Les analyses de sang pourraient bientôt être interprétées avec une précision accrue grâce à l’intelligence artificielle. Une étude récente révèle qu’un modèle d’apprentissage profond, nourri par plus de 2 milliards de résultats d’examens, permettrait d’établir des intervalles de référence personnalisés, améliorant ainsi le diagnostic et le suivi des patients.
Traditionnellement, les résultats d’analyses sanguines sont comparés à des valeurs de référence standardisées, considérées comme la norme pour l’ensemble de la population. Or, des recherches antérieures ont montré que ces plages de référence générales peuvent être imprécises, car elles ne tiennent pas compte des variations individuelles liées à l’âge, au sexe, à l’origine ethnique, à l’état de santé ou encore à la prise de médicaments. Plus de la moitié des résultats d’examens de laboratoire s’écartent de ces normes lorsqu’on prend en compte ces facteurs personnels.
Pour pallier ce problème, des chercheurs israéliens du Weizmann Institute et du Tel Aviv Sourasky Medical Center ont analysé 2,1 milliards de données provenant des dossiers de santé électroniques de 2,8 millions d’adultes, portant sur 92 tests de laboratoire différents. Leur objectif était de développer des intervalles de référence plus précis, basés sur les caractéristiques spécifiques de chaque patient.
En utilisant des techniques d’apprentissage automatique, l’équipe a segmenté les patients en différents groupes en fonction de leur état de santé, de leurs traitements et de leurs antécédents médicaux. Cela a permis de créer un modèle capable de prédire les anomalies potentielles et d’identifier les risques de maladies futures avec une plus grande fiabilité.
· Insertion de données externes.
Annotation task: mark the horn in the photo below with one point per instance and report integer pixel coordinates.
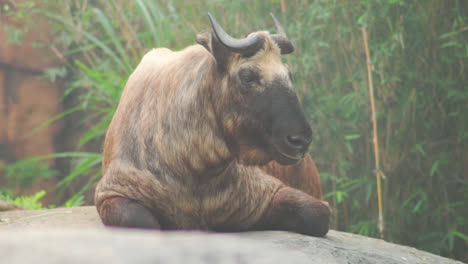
(280, 38)
(247, 46)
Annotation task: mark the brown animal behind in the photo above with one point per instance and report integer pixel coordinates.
(303, 175)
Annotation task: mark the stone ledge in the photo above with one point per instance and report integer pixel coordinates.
(75, 235)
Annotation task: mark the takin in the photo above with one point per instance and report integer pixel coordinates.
(212, 137)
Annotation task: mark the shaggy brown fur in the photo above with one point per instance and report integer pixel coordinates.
(182, 148)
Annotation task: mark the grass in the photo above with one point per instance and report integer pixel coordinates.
(418, 54)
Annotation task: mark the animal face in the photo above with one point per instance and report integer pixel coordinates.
(271, 124)
(259, 110)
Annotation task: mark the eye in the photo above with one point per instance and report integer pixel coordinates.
(248, 76)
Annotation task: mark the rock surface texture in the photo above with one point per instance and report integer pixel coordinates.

L’étude a démontré que ce modèle personnalisé pouvait notamment mieux identifier les patients prédiabétiques, avec un diagnostic possible deux ans plus tôt qu’avec les méthodes actuelles.
Les chercheurs ont également testé leur algorithme sur des cas d’anémie, en distinguant avec précision les patients présentant un risque élevé d’anémie microcytaire ou macrocytaire.
« Dans l’ère du big data et de l’analyse, il est presque inconcevable que nous continuions à utiliser des intervalles de référence ‘normaux’ qui manquent de données contextuelles et, potentiellement, de puissance statistique pour guider les cliniciens dans l’interprétation des résultats quantitatifs des laboratoires », souligne le Dr William Morice, responsable du service de médecine de laboratoire et de pathologie de la Mayo Clinic.
La Mayo Clinic utilise déjà une approche plus personnalisée des tests de laboratoire depuis 2015, grâce à un outil développé par le Dr Piero Rinaldo, un généticien médical de l’établissement : le Collaborative Laboratory Integrated Reports (CLIR). Ce logiciel, capable d’analyser plus de 1,9 million de résultats d’examens, intègre les résultats ajustés en fonction de différents facteurs pour aider les médecins à distinguer les faux positifs des anomalies réelles.
« Le CLIR est un logiciel prêt à l’emploi pour la création d’intervalles de référence collaboratifs de précision », explique le Dr Rinaldo. Il a déjà été utilisé pour améliorer le dépistage des nouveau-nés atteints d’hypothyroïdie congénitale.